What do you think social media channels could do to improve people’s sense of self and body acceptance?
If we get rid of the influences that create doubt in ourselves, I think that will help bloom self and body acceptance. When I stopped following a slew of diet coaches who’s profiles were littered with before and after pictures, I instantly felt better. I started to follow people who made me smile. I found inspiration in a place that can cause a lot of negative self-loathing from constant comparison.
I think censorship on these channels is an issue. I have seen women with ideal body types post images of their bodies that get praised, but when a woman who is the opposite body type does the exact same thing, her images are banned. It’s happened to me quite a few times. Also, there should be more actions for those who bully others.
What advice would you give to someone who is struggling with an eating disorder or with poor self image?
Seeing a doctor and going to therapy are the best first steps. Also, acknowledging that you have an issue is so extremely important because denial can be dangerous. I am not a doctor and even though I have experience with eating disorders, we all experience them differently. There are no two people alike, so I stress that what works for me may not work for others.

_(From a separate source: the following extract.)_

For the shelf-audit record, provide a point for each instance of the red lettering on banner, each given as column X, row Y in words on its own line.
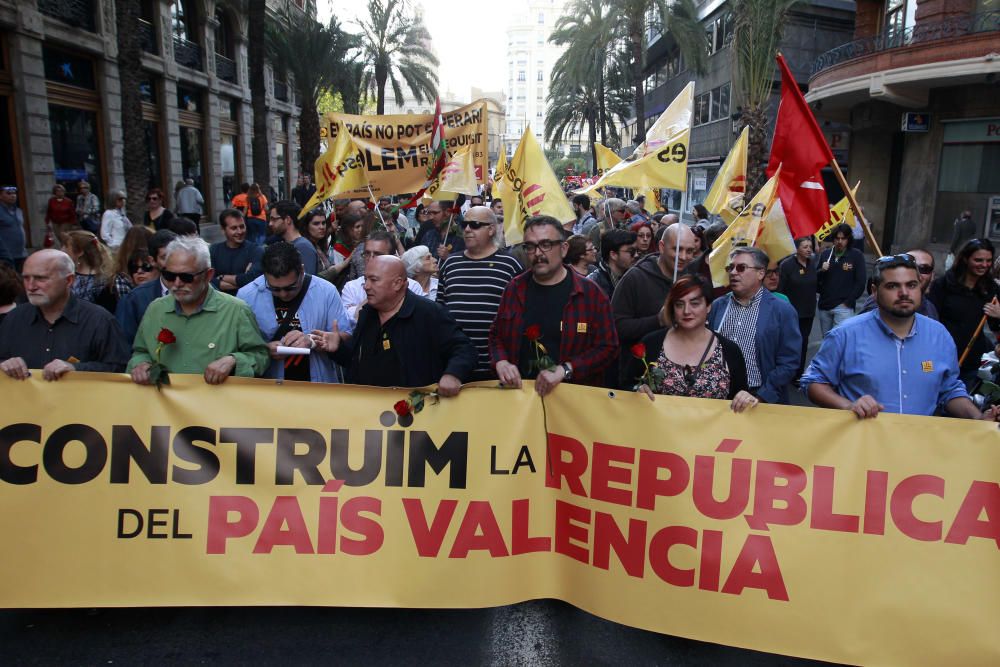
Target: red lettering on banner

I think a lot of people focus on weight loss as the answer to health, and that’s not the case for everyone. I try to help others see that all bodies are different, and even a plus-size woman can be healthier than a thin, petite woman. Our size is not the sole determination of health – that’s one of the biggest points I stress. Changing our body doesn’t make us instantly love ourselves.
Every goal weight that I ever set during my eating disorder didn’t result in a magical, happy feeling. I was never satisfied with the weight loss and it became a dangerous addiction. Once you accept that weight loss isn’t this definite cure for happiness, you can start to work on accepting your body.
If you could sum up your outlook on life in one statement, what would it be?
Live your life out loud by being unapologetically yourself because there’s beauty is in your uniqueness.